BAG: Grds. kein Phantom-lohn bei pandemie-bedingtem Lockdown

„Der Arbeitgeber trägt auch nicht das Risiko des Arbeitsausfalls, wenn wie hier zum Schutz der Bevölkerung vor schweren und tödlichen Krankheitsverläufen in­folge von SARS-CoV-2-Infektionen durch behördliche Anordnung in einem Bun­desland die sozialen Kontakte auf ein Minimum reduziert und nahezu flä­chen­deckend alle nicht für die Versorgung der Bevölkerung notwendigen Ein­rich­tungen geschlossen werden. In einem solchen Fall realisiert sich nicht ein in einem bestimmten Betrieb angelegtes Betriebsrisiko. Die Unmöglichkeit der Ar­beits­leistung ist vielmehr Folge eines hoheitlichen Eingriffs zur Bekämpfung einer die Gesellschaft insgesamt treffenden Gefahrenlage. Es ist Sache des Staates, gegebenenfalls für einen adä­qua­ten Ausgleich der den Beschäftigten durch den hoheitlichen Eingriff entstehen­den finanziellen Nachteil […] zu sorgen. […] Aus dem Fehlen nachgelagerter An­sprüche lässt sich jedoch keine arbeitsrechtliche Zahlungspflicht des Arbeitgebers herleiten.“

Differenzierte Beurteilung gilt es jedoch abzuwarten

Weil das Urteil des Bundesarbeitsgerichts derzeit noch nicht im vollen Wortlaut vorliegt, kann eine abschließende Beurteilung noch nicht erfolgen. U. E. ist für den Anspruch auf einen Annahme­ver­zugslohn durchaus zu differenzieren, aufgrund welcher Maßnahmen die Be­triebstätigkeit eingestellt wurde.

Einschätzung

Die Entscheidung des BAG ist überraschend und weicht von der bisherigen Rechtsprechung der Arbeitsgerichte und Landesarbeitsgerichte ab. Soweit man es der knappen Pressemitteilung entnehmen kann, gelten die Aussagen des BAG wohl für solche behördliche Einschränkungen, die abgesehen von ver­sorgungsnotwendigen Ausnahmen unterschiedslos alle Betriebe und Ein­rich­tun­gen betreffen.
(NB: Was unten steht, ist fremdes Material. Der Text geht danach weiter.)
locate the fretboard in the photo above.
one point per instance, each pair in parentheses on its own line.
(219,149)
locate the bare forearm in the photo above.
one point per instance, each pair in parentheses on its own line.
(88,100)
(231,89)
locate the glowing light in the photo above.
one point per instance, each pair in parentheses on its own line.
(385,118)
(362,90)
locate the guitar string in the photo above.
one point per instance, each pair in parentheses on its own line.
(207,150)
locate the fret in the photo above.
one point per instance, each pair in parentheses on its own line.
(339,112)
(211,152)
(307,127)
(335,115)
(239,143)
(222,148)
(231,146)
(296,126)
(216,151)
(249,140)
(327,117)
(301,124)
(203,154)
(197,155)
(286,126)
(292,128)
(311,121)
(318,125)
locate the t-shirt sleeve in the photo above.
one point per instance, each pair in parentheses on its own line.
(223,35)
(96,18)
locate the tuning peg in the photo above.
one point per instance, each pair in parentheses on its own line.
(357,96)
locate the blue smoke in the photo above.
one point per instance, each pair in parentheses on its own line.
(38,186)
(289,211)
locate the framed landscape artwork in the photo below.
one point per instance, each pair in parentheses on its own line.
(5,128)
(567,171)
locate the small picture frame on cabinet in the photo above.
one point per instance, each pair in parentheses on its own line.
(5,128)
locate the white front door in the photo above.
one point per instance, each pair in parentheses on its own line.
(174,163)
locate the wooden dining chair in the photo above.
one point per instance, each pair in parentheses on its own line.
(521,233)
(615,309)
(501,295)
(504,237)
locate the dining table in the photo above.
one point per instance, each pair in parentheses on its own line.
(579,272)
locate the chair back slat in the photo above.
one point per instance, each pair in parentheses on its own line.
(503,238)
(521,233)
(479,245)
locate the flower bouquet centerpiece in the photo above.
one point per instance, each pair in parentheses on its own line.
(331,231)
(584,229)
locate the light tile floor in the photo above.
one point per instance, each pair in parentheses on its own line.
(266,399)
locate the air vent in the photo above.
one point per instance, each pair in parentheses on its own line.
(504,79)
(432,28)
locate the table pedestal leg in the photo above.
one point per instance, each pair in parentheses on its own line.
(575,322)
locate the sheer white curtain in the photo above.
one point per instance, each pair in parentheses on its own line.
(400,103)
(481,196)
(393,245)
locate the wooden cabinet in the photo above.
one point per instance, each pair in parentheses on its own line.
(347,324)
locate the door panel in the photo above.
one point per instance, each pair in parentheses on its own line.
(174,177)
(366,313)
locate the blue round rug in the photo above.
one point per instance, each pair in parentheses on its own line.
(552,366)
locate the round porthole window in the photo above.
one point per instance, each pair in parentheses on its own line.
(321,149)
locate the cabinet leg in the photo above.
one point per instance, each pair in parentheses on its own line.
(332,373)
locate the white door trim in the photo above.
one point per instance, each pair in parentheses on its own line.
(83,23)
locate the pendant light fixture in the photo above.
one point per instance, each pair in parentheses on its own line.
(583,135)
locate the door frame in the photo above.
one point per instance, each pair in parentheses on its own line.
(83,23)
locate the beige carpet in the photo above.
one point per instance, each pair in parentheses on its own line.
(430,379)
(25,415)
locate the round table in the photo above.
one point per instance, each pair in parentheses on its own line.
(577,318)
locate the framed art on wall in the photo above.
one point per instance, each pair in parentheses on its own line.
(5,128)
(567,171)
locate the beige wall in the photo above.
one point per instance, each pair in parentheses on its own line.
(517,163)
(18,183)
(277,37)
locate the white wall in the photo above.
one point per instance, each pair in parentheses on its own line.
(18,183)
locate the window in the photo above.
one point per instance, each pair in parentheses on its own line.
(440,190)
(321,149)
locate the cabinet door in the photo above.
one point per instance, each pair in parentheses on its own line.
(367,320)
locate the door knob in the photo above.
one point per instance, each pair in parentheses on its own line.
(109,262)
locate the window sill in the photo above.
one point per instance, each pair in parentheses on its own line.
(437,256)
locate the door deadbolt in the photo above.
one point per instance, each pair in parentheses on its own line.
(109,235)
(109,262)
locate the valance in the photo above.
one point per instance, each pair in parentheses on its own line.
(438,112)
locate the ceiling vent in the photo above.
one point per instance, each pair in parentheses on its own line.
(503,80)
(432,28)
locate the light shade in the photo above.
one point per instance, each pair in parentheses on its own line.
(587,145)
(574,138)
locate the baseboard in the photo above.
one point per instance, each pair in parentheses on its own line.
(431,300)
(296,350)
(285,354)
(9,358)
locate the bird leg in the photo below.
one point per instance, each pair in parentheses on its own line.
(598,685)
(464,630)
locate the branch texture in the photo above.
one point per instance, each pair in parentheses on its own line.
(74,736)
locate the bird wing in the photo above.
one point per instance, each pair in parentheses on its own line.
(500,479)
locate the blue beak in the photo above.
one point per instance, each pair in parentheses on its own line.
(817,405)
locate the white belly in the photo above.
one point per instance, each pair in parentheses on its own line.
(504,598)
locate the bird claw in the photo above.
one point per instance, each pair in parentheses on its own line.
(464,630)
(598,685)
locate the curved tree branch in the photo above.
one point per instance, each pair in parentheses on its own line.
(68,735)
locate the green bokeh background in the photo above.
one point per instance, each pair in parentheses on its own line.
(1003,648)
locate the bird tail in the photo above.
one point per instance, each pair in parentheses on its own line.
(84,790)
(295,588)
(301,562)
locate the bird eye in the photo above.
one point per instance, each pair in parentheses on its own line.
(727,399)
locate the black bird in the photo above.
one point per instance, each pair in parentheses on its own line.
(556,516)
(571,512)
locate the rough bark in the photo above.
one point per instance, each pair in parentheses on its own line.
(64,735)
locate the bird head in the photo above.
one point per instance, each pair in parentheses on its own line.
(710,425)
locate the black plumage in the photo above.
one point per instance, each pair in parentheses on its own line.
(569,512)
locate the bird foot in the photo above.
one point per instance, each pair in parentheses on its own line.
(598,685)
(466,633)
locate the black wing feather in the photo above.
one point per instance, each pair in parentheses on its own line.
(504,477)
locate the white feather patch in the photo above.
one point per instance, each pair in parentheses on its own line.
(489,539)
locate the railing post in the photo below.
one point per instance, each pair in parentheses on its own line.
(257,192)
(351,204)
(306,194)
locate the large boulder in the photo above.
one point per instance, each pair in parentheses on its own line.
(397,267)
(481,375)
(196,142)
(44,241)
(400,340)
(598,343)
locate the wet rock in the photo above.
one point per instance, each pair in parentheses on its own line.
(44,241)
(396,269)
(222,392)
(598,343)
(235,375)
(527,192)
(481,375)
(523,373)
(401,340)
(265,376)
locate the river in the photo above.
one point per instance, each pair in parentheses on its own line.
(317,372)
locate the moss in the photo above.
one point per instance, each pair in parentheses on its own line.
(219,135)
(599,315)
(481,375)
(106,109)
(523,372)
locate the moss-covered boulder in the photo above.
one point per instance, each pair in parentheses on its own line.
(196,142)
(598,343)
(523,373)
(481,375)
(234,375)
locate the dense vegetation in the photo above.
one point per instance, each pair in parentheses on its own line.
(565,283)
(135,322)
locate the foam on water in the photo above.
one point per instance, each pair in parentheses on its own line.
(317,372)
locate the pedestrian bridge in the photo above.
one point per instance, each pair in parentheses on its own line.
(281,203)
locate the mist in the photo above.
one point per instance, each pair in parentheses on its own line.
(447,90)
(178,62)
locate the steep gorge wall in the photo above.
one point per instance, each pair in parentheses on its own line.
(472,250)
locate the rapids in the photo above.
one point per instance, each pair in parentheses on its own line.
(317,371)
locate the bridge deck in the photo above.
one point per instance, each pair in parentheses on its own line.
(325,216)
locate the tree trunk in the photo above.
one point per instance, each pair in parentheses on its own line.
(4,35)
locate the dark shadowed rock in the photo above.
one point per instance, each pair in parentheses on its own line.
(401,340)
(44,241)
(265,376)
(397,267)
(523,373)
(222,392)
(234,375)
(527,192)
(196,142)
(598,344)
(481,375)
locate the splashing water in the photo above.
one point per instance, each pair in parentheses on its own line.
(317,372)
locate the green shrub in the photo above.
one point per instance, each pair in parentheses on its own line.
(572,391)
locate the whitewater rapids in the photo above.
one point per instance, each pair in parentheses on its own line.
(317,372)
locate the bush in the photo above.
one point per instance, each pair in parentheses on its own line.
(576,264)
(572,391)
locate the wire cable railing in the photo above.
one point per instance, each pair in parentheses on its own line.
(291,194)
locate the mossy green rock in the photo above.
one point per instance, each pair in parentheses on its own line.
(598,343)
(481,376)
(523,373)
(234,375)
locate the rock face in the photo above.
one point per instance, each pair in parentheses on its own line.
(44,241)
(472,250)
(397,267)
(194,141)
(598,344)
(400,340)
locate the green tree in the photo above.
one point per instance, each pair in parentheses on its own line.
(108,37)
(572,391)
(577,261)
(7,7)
Einen solchen „harten Lockdown“ gab es aber nur im April und Mai 2020. Die späteren Maßnahmen im Winter 2020/2021 waren von vornherein stärker begrenzt und zielten nur auf bestimmte Betriebe und Dienst­leistungen. Die Inhaber der davon betroffenen Betriebe müssen daher mög­licherweise auch nach Ansicht des BAG Annahmeverzugslohn für die Dauer betrieblicher Einschränkungen im Winter 2020/2021 und danach zah­len. Hier ist ein stärkerer Bezug zu speziellen Leistungen und Kundenbe­ziehungen gegeben, so dass sich hier unter Umständen doch ein in einem bestimmten Betrieb angelegtes Betriebsrisiko verwirklicht.


Fußnoten anzeigen


  1.  ]BAG, Urteil v. 13.10.2021 5 AZR 211/21.
  2.  ]LAG NI, Urteil v. 23.3.2021 11 Sa 1062/20.